Usage: django-sshkey-lookup-all

This program prints all SSH public keys that are defined on your site. sshd will have to scan through all of them to find the first match, so with many keys this method will be slow. However, it does not require a patched OpenSSH server.

This program:

  • can be used directly with pre-6.9 AuthorizedKeysCommand (the username parameter is ignored).

  • does not require a patched OpenSSH server.

  • does not scale well to a large number of user keys.

Using django-sshkey-lookup-by-username

Usage: django-sshkey-lookup-by-username USERNAME

This program prints all SSH public keys that are associated with the specified user.

This program:

  • can be used directly with pre-6.9 AuthorizedKeysCommand.

  • does not require a patched OpenSSH server.

  • is ideal if each Django user corresponds to a system user account.

Using django-sshkey-lookup-by-fingerprint

Usage: django-sshkey-lookup-by-fingerprint

This program prints all SSH public keys that match the given fingerprint.

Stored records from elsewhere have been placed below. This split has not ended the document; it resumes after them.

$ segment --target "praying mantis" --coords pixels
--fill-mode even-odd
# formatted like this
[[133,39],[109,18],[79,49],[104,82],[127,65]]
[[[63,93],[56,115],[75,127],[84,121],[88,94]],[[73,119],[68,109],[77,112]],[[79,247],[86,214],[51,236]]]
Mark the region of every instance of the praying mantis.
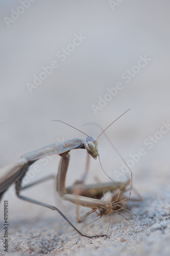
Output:
[[[33,182],[25,186],[22,186],[22,180],[28,172],[29,167],[35,161],[45,156],[59,155],[61,158],[57,176],[57,191],[64,200],[71,202],[77,205],[89,207],[92,209],[82,218],[80,219],[78,218],[77,221],[78,222],[82,221],[86,217],[94,212],[95,212],[96,216],[101,217],[103,215],[109,214],[112,211],[117,211],[116,210],[113,210],[114,207],[117,206],[119,208],[119,209],[125,208],[125,207],[122,206],[120,203],[129,198],[131,195],[132,186],[132,174],[130,169],[130,170],[131,173],[131,188],[129,196],[126,198],[124,198],[122,197],[124,191],[126,190],[127,185],[130,182],[129,181],[128,181],[126,183],[121,182],[116,183],[115,182],[114,182],[113,183],[113,181],[114,181],[111,180],[112,181],[112,182],[92,185],[85,185],[83,182],[80,182],[79,184],[76,184],[74,186],[67,188],[65,187],[65,181],[69,161],[69,152],[76,149],[86,149],[87,153],[93,159],[96,159],[98,156],[99,157],[98,139],[108,127],[129,110],[126,111],[118,118],[112,122],[102,132],[97,139],[95,139],[93,137],[89,137],[84,133],[76,129],[86,135],[87,138],[85,140],[80,139],[73,139],[45,146],[39,150],[26,154],[21,157],[15,163],[1,168],[0,169],[0,200],[4,193],[8,188],[13,183],[15,183],[16,193],[18,198],[26,201],[48,208],[53,210],[56,210],[80,236],[88,238],[107,237],[106,234],[91,236],[84,234],[80,232],[56,206],[50,205],[20,195],[21,190],[43,181],[45,180],[44,178]],[[57,121],[59,121],[66,124],[60,120]],[[71,125],[68,125],[75,128]],[[51,177],[48,177],[46,179],[49,178]],[[119,189],[118,193],[114,193],[114,191],[118,189]],[[107,192],[103,195],[104,190]],[[119,198],[120,200],[119,199],[118,201]]]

The fingerprint is determined by the first of the following that is found:

  1. The SSH_KEY_FINGERPRINT environment variable, which should contain the MD5 fingerprint of the key (this is the second field generated by ssh-keygen -l).

  2. The SSH_KEY environment variable, which should contain the key in standard openssh format (the same format as ~/.ssh/id_rsa.pub), is sent to ssh-keygen -l to determine the fingerprint.

  3. The key in standard openssh format is read from standard input and is sent to ssh-keygen -l to determine the fingerprint.

This program:

  • can be used directly with AuthorizedKeysCommand (the username parameter is ignored).

  • requires a patched OpenSSH server; compatible patches can be found at one of the following locations:

  • is ideal if you want all Django users to access SSH via a shared system user account and be identified by their SSH public key.